Dès l’Ancien Empire, l’Egyptien est certainement monogame; à peine trouve-t-on un ou deux grands personnages ayant à côté de leur femme légitime une concubine, dont les enfants ont du reste à peu près les mêmes droits que leurs frères. Seul le roi a en général plusieurs femmes dont l’une, «la grande épouse royale» a le pas sur les autres, étant sans doute de plus haute naissance, parfois même de race royale. Pour conserver aussi pur que possible le sang divin qui coule dans ses veines, le roi doit de préférence prendre une femme du même sang que lui, donc une proche parente. Sous le Nouvel Empire nous voyons le plus souvent le pharaon épouser sa sœur, parfois même sa fille; il en était sans doute de même pour les rois memphites. Ces unions qui nous paraissent monstrueuses n’avaient rien que de très naturel pour les Egyptiens, pour qui la pureté de la race avait une importance capitale.
Vêtement
Vu le climat de l’Egypte, les habitants de ce pays n’ont jamais éprouvé le besoin de s’habiller chaudement; le costume en usage sous l’Ancien Empire est particulièrement sommaire. Les hommes portent tous le pagne, plus ou moins grand suivant leur condition: pour les gens de bas étage, les mariniers par exemple, il se réduit à une ceinture garnie par devant de quelques petites lanières formant tablier, pour d’autres ouvriers c’est un morceau d’étoffe passant entre les jambes et fixé également à une ceinture. Le modèle ordinaire est composé d’une longue pièce de toile blanche enroulée étroitement autour de la partie moyenne du corps, soutenue par une ceinture et descendant presque jusqu’aux genoux. Chez les grands personnages ce vêtement prend plus d’importance: il n’est pas plus long, mais beaucoup plus ample, et la partie de devant, gaufrée à petits plis et empesée, forme une sorte de grand tablier triangulaire. En outre, les notables ont le plus souvent aux pieds des sandales, simples semelles plates, et autour du cou un large collier descendant sur la poitrine et composé généralement de perles en verroterie, parfois aussi de perles d’or. La tête est entièrement rasée, cheveux, barbe et moustaches, et, pour sortir, les grands personnages se coiffent d’une perruque plus ou moins volumineuse suivant la mode du jour, tandis que chez les gens du peuple cette perruque paraît n’être plus qu’une simple calotte feutrée, épousant les formes du crâne. Souvent une petite barbe postiche se fixe sous le menton des notables. Jamais on ne voit de manteau sur les épaules des particuliers; seul le roi, dans certaines cérémonies, porte un vêtement de forme particulière, très ample, sans manches, descendant du cou jusqu’aux genoux.

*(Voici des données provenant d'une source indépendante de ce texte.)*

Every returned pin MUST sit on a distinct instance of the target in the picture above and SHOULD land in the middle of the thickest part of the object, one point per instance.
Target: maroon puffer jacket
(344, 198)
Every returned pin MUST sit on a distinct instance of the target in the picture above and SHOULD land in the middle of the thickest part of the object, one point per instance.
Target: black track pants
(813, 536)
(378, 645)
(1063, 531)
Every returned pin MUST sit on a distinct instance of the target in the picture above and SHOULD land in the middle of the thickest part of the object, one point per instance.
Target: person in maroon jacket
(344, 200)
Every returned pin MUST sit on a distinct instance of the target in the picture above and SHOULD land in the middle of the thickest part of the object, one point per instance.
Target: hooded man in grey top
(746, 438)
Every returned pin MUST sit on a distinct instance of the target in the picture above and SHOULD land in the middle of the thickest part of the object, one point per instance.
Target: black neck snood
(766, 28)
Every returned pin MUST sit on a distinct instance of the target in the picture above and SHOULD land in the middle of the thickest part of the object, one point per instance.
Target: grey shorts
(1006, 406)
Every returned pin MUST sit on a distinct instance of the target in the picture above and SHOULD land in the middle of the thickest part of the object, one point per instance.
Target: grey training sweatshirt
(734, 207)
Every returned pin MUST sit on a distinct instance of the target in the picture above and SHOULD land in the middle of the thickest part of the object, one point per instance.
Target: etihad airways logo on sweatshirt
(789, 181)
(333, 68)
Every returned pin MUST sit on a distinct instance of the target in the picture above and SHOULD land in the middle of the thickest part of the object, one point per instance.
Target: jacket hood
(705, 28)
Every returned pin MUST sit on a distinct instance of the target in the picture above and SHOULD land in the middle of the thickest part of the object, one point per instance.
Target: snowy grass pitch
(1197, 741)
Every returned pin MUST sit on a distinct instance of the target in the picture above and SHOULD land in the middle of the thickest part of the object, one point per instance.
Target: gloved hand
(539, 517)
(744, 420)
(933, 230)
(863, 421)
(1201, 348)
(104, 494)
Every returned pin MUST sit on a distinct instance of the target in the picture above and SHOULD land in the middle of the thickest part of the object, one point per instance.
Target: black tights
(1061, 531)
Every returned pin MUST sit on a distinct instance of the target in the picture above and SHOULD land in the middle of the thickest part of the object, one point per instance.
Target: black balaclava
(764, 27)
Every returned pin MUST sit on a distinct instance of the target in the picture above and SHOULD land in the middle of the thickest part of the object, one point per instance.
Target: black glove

Les femmes sont vêtues d’une robe absolument collante descendant de la naissance des seins jusqu’au bas des mollets; des bretelles la retiennent aux épaules. La gorge est couverte d’un large collier, et des anneaux de différentes formes ornent les bras et les chevilles. La chevelure, très abondante, retombe sur les épaules en une multitude de petites tresses; parfois un riche bandeau enserre cette coiffure au-dessus du front.
La toilette était chose importante pour les Egyptiens; ils se lavaient soigneusement, se faisaient oindre le corps d’huiles et de parfums. Les gens riches avaient des serviteurs qui les massaient et leur servaient de manicures, de pédicures, et sans doute aussi de coiffeurs. Avant et après le repas, on se lavait les mains et la bouche, comme cela se fait encore aujourd’hui en Orient.